On Friday 07 August 2009 15:02:05 James R. Frysinger wrote:
> Jim,
>
> John Steele gave a good answer.
>
> English tends towards simplification of writing style over time. There
> was a time that "cooperative" required (!) an "unlaut" over the second
> "o" to show that a diphthong ("oo") was not intended. I recall when one
> saw "catalogue" more often than "catalog". I still use a comma before
> "and" and "or" in a series of equal parts ("Bob, Bill, and Bubba").

Dieresis, not umlaut. They look alike, but an umlaut changes the pronunciation 
of a single vowel, while a dieresis means that two vowels are pronounced 
separately (except in the case of "aigüe", "contigüe", and "cigüe", where 
the "e" is silent, and without the dieresis the "u" would be also).

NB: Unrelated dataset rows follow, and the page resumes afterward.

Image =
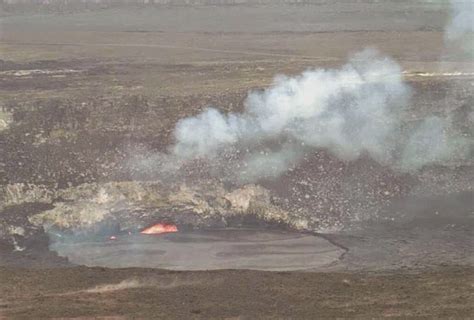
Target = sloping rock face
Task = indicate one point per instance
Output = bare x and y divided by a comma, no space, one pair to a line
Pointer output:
93,209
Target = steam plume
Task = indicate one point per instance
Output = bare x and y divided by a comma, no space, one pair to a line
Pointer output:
351,111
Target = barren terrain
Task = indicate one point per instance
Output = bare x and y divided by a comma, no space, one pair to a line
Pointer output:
88,97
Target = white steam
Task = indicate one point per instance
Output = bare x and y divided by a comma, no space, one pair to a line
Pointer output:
349,111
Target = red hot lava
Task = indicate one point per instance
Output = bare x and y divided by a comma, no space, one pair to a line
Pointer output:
160,228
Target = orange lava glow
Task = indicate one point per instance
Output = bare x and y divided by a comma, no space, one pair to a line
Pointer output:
160,228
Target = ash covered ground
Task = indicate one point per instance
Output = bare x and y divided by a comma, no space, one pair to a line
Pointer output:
105,129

As to Bob, Bill, and Bubba, for both rules (include the comma, and leave out 
the comma) there is a phrase that makes it ambiguous.

> My impression is that the "double adjective hyphen" is slowly going
> away. The SI Brochure and NIST SP 811 demand that for metric values in
> symbolic form ("10 mm bolt"), even when used as adjectives. The world is
> still split on spelled out forms ("ten millimeter bolt" or
> "ten-millimeter bolt").

If you leave it out, does "ten millimeter bolts" mean ten bolts, each one 
millimeter in size, or an unspecified number of bolts, each ten millimeters 
in size? There is no such ambiguity with "10 mm bolts", since unit symbols 
are not used to modify following nouns unless preceded by a number.